- Born: Meridian, Mississippi
- Education: Tuskegee University University of Michigan - Ann Arbor
- Occupations: Mathematician, professor, administrator
- Years active: 1982-2022

= Janice B. Walker =

American mathematician

Janice B. Walker is an American mathematician who taught and served as an administrator at Xavier University in Cincinnati and Assistant to the President and Chief Diversity and Inclusion Officer there.

==Biography==
Janice Anita Brown Walker was born in Meridian, Mississippi, and raised in Florida. She earned her BS in mathematics at Tuskegee University and her MA and Ph.D. in mathematics at the University of Michigan - Ann Arbor (1982). The title of her dissertation was Closure and Expansions in Series of Complex Exponentials and her advisor was Douglas Grassel Dickson.

Before earning her Ph.D., Walker held several University of Michigan positions in Ann Arbor. In 1982, Walker moved to Cincinnati, Ohio to become an assistant professor at Xavier University. In 1986, she was named associate professor, and beginning in 1992, she served as chair of the Mathematics and Computer Science department for seven years. In 1999, she became dean of the College of Arts and Sciences and served for 17 years.

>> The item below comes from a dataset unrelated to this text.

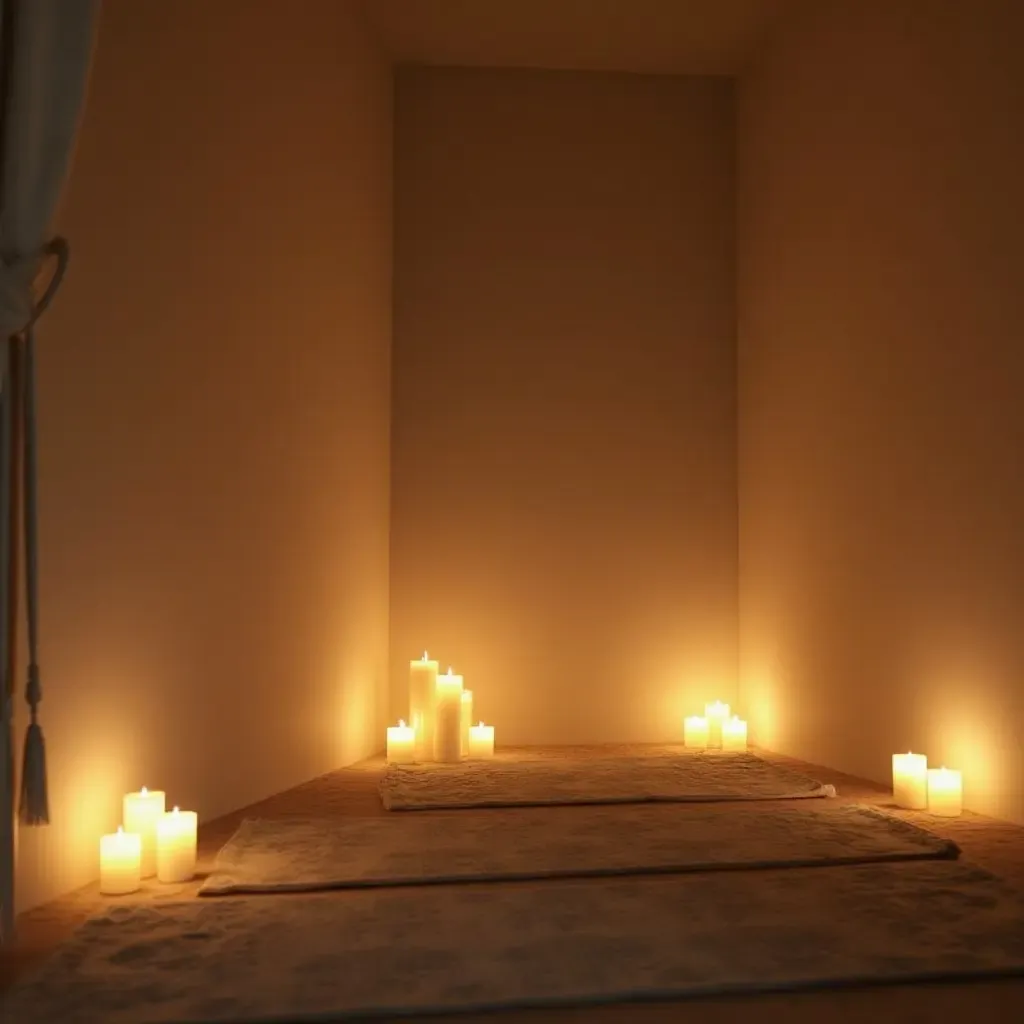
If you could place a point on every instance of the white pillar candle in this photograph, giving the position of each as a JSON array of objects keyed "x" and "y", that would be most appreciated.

Walker was Xavier's vice president for Institutional Diversity and Inclusion for five years after which she rejoined the mathematics department before retiring from the university.

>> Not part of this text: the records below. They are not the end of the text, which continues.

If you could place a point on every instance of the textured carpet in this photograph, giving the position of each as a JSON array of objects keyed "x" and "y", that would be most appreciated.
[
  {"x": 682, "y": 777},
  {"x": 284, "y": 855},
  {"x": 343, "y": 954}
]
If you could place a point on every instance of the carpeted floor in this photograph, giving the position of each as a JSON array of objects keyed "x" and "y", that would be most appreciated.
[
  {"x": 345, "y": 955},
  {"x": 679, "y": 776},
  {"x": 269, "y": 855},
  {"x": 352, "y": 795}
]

In 2019, Walker contributed to Xavier's purchase of ten works of art for an exhibit titled, “Art at the X: Celebrating Women,” which was staged along with the university's 50th anniversary of the admission of women as traditional day students. The ten pieces were later added to the university's permanent art collection.

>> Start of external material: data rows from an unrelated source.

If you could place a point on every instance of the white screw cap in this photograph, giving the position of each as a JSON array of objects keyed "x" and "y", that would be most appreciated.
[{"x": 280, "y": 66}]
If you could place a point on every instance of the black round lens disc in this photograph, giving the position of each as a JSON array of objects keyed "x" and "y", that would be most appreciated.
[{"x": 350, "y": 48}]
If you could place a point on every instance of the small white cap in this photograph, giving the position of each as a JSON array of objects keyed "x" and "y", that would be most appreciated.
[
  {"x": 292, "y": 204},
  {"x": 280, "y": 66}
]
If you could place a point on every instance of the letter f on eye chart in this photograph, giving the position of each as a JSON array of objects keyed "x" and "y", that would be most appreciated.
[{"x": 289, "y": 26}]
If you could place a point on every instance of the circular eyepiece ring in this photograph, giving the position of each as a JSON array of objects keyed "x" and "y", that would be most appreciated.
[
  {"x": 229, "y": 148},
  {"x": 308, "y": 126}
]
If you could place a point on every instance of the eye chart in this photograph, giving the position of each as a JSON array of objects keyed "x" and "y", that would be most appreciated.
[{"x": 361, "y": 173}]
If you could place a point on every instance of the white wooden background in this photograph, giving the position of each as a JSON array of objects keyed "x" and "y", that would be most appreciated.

Walker retired from Xavier in 2022. She serves as a board member of Breakthrough Cincinnati and other community organizations.

== Publications ==

- Walker, Janice B. "A note on neighborhoods of analytic functions having positive real part." International Journal of Mathematics and Mathematical Sciences 13 (1990): 425-429.
- Walker, Janice Anita Brown. Closure and Expansions in Series of Complex Exponentials. University of Michigan, 1982.